Coldicutt works on transforming emerging technologies into products and systems. In 1999 she joined Encyclopædia Britannica, as an online history editor. After briefly working at BT Openworld on their Entertainment and Lifestyle content Coldicutt joined the BBC, where she was teens editor, running the young adult portal "So...". In this capacity she supported hundreds of thousands of teenagers in learning how to interact with one another online.

In 2003, Coldicutt joined the Victoria and Albert Museum and Channel 4 as Project Manager for Every Object Tells A Story. Every Object Tells A Story was an interactive project that digitised 1,600 objects from V&A collections alongside inviting members of the public to submit their own stories and experiences of the objects. The online collection brought together national treasures and every day objects, as well as expert insight and personal anecdotes. In 2005 she launched the first podcast of any UK museum. In 2006 she worked as an multi-platform editor for several television shows, including the reality show Big Brother. At the same time worked freelance for the Royal Opera House (ROH), before formerly joining as Head of Digital Media in 2008. Coldicutt was responsible for developing new technologies and social media strategies to bring opera and ballet to new audiences. She led the ROH in being one of the first cultural institutions on YouTube, as well as developing content to make opera more accessible. In 2009 Coldicutt and the ROH stage an opera through Twitter, encouraging people to submit 140 character tweets to form a new libretto.

In 2011, Coldicutt and Katy Beale founded Caper, a creative agency that made content for the Southbank Centre and Royal Shakespeare Company. While at Caper Coldicutt co-founded Culture Hack Day, an event that brought together the culture and tech sector. In 2012 they led the Happenstance project that provided residencies for tech workers to join arts organisations.

From 2015, Coldicutt was chief executive officer for Doteveryone, a responsible tech think tank founded by Martha Lane Fox. She joined in the early days of the organisation, with interests to democratise and open access to the internet. Doteveryone looks to make technology responsible through internet regulation and educating those working in technology on how to mitigate the unintended consequences of their products. Doteveryone have research the public attitudes of British people to technology. Having identified that UK tech workers frequently leave their jobs due to ethical concerns, Coldicutt argued that there is a business case for developing more ethical tech products.
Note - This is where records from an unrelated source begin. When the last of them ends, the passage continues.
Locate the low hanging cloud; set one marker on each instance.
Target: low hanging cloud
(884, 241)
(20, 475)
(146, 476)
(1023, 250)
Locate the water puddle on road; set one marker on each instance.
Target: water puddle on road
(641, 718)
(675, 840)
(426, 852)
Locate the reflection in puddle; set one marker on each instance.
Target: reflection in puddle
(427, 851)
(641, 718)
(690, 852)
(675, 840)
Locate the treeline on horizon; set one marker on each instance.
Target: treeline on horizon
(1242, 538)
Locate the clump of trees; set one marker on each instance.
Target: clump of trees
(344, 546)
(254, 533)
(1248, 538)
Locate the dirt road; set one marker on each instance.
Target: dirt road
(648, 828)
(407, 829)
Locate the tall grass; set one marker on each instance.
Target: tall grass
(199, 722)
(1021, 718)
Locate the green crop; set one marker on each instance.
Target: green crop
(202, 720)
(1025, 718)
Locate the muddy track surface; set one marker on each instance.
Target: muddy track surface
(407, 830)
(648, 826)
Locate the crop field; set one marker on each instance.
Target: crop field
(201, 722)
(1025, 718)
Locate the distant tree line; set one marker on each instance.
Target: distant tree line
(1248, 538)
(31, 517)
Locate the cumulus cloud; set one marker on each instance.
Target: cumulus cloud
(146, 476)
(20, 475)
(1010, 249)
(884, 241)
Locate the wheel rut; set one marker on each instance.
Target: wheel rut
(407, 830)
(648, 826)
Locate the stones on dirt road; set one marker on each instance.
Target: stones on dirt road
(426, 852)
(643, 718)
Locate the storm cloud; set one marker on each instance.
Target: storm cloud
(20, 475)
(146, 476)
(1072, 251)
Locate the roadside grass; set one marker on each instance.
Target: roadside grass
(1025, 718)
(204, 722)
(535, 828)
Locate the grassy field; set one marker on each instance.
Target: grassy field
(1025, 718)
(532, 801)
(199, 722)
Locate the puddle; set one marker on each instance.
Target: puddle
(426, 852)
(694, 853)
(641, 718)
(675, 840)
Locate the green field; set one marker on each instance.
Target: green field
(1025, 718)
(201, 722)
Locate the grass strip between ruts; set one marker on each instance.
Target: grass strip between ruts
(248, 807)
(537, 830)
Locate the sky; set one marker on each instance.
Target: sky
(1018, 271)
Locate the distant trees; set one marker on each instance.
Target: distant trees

There are almost one hundred organisations in the United Kingdom that look to regulate technology and data, but they are not well connected to other sectors, and scandals such as Cambridge Analytica's interference with political campaigns increase public distrust. Doteveryone has proposed offering tech and ethics training to regulatory bodies, such as those working in electoral fairness. Coldicutt has spoken about the need for internet companies to be held accountable for their actions. In 2017 she delivered a TED talk about how to be "good" at the internet. She was named as one of the UK's Top 50 Most Influential Women in Technology in 2019. In 2020 Coldicutt left Doteveryone to concentrate on writing a book about equality, climate change and automation.

In 2025, Coldicutt launched the Society for Hopeful Technologists, which aims to connect, activate and strengthen technologists with positive visions of technology with skills, knowledge, resources and networks to demystify tech, inspire and support best practice.

===Awards and honours===
Coldicutt was made an Officer of the Order of the British Empire in the 2020 New Year Honours for services to technology.